Segundo o advogado criminalista Fábio Aby Azar, a responsabilização penal depende do contexto. "O Supremo Tribunal Federal equiparou a homofobia ao crime de racismo, o que significa que manifestações discriminatórias podem, em tese, configurar crime", explica.
No entanto, o especialista destaca que nem toda fala resulta automaticamente em punição penal. "Para caracterização, é necessário demonstrar dolo discriminatório, ou seja, intenção de ofender ou inferiorizar um grupo em razão da orientação sexual", afirma.
De acordo com ele, quando se trata de declarações isoladas, o caso pode não chegar à esfera criminal. "Sem contexto de incitação ao ódio ou discriminação mais ampla, a tendência é de não enquadramento penal automático, podendo o fato permanecer na esfera social ou civil", pontua.

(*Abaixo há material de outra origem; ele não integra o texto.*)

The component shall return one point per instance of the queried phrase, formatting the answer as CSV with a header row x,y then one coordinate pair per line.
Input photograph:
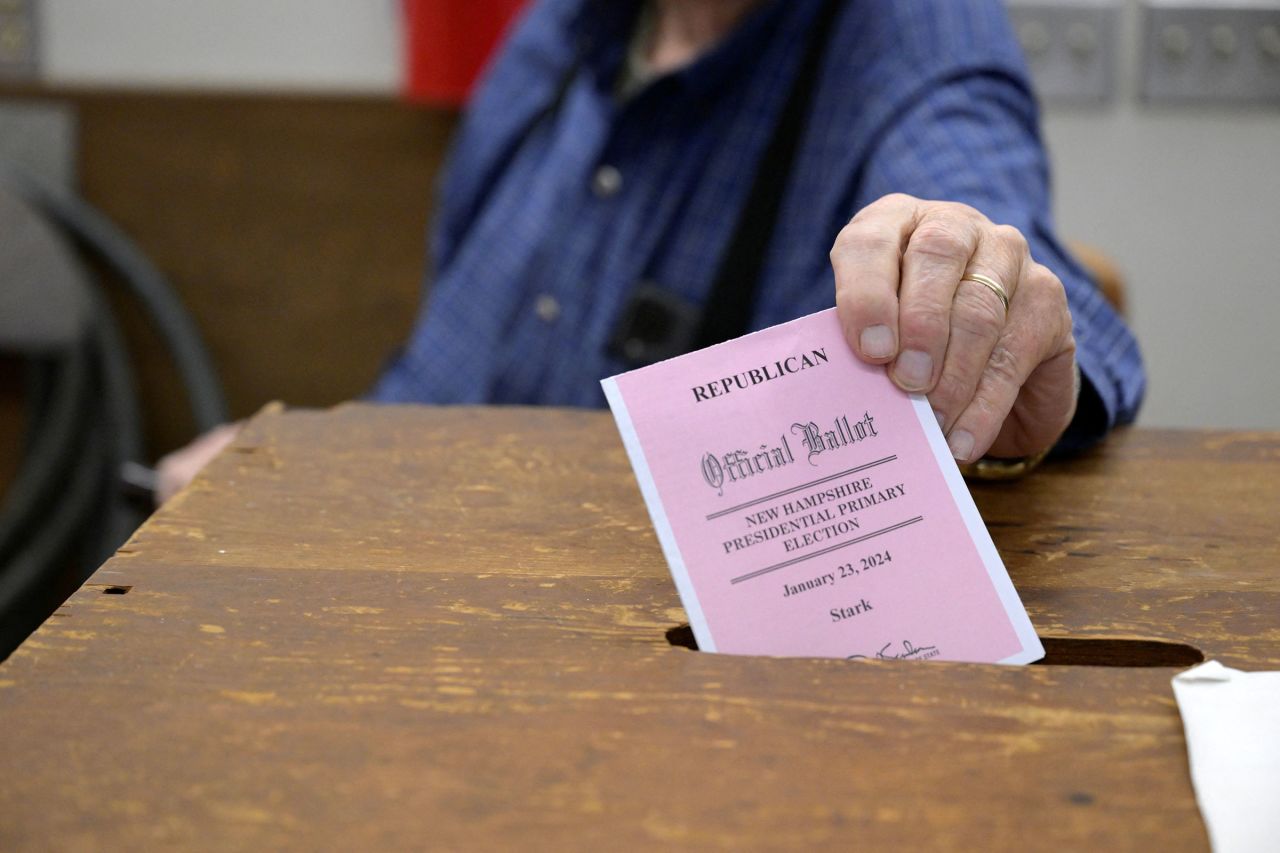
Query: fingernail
x,y
913,369
877,342
961,445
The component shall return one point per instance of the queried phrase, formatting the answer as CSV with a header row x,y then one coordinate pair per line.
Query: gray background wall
x,y
1187,200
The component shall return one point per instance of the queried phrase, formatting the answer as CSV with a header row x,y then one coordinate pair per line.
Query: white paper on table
x,y
1233,740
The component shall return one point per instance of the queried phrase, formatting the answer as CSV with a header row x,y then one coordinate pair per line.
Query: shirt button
x,y
547,308
607,182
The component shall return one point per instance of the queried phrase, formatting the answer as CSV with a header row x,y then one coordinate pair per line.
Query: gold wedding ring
x,y
991,284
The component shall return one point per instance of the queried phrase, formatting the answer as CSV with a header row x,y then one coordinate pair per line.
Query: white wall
x,y
329,45
1185,200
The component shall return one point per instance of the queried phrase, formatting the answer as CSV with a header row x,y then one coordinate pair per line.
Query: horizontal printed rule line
x,y
799,488
835,547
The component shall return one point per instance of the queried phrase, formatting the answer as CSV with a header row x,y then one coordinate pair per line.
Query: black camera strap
x,y
728,309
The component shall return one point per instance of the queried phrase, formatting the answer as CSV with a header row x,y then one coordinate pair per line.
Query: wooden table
x,y
407,628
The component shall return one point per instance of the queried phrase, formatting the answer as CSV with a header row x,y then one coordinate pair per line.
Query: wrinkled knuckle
x,y
923,323
951,392
1011,238
978,310
859,238
1004,368
940,241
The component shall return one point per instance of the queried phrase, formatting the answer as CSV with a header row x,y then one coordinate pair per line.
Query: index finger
x,y
867,261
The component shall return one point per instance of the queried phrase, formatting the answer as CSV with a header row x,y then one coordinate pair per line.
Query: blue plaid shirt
x,y
558,197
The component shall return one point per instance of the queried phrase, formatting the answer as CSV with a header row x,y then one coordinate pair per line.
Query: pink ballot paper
x,y
809,507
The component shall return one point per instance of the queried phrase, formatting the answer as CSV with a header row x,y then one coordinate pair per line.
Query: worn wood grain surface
x,y
407,628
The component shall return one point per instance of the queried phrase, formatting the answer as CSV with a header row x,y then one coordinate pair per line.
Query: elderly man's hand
x,y
1000,386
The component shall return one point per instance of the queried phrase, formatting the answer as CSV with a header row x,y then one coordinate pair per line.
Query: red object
x,y
447,44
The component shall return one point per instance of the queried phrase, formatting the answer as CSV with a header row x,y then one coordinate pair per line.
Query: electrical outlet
x,y
1070,48
18,42
1211,51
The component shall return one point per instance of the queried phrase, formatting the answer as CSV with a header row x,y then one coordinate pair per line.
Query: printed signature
x,y
909,651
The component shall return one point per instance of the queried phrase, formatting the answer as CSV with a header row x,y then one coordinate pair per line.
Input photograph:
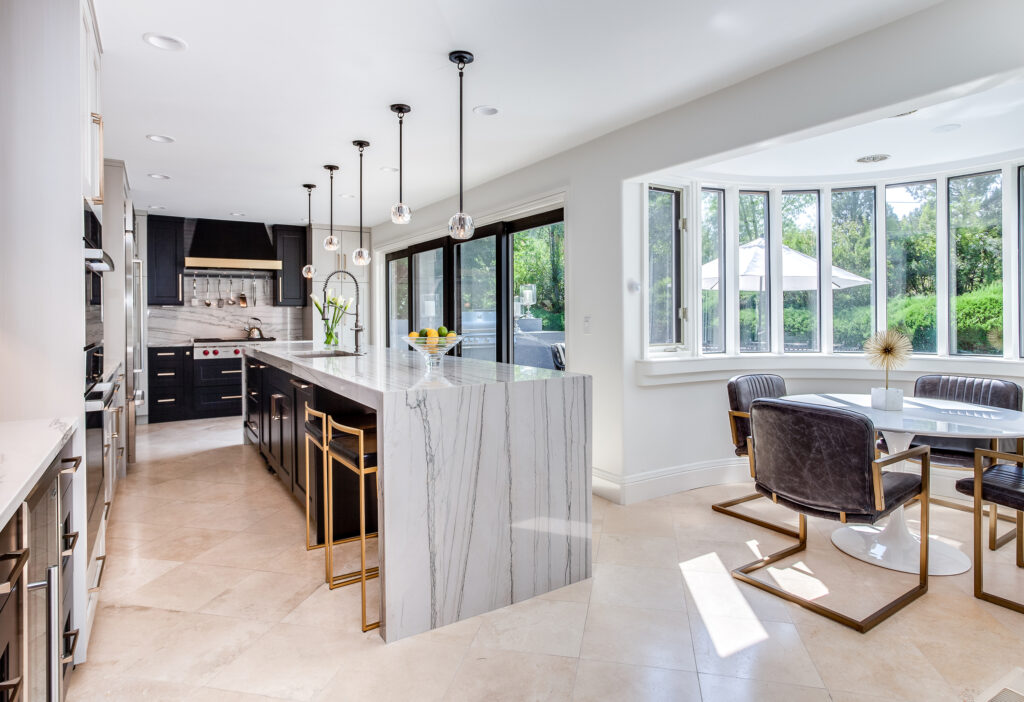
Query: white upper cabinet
x,y
91,112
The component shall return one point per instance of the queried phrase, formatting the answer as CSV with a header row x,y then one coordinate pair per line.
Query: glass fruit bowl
x,y
433,348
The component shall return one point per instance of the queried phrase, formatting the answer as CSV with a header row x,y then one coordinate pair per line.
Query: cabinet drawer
x,y
222,400
223,371
166,404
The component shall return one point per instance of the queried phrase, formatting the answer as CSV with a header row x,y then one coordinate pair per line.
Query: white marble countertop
x,y
382,370
27,449
929,417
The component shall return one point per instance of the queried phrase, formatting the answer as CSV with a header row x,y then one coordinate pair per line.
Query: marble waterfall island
x,y
484,483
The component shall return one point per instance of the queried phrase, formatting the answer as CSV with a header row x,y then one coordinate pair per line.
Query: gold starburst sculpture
x,y
889,349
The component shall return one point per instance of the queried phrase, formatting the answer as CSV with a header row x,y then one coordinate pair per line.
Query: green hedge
x,y
979,317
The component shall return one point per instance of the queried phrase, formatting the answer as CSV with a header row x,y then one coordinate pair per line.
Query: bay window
x,y
853,267
754,272
800,270
976,264
713,270
910,263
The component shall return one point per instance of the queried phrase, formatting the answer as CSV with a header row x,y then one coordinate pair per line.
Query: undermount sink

A emissora pode ser responsabilizada?
A possibilidade de responsabilização da emissora também é limitada. "Em regra, não. A responsabilidade só surge se houver conivência, estímulo ou exploração da fala ofensiva", explica o advogado.
Em transmissões ao vivo, o entendimento costuma ser ainda mais restritivo. "Quando há reação imediata de contenção, como ocorreu no caso, a tendência é afastar a responsabilidade da emissora", conclui.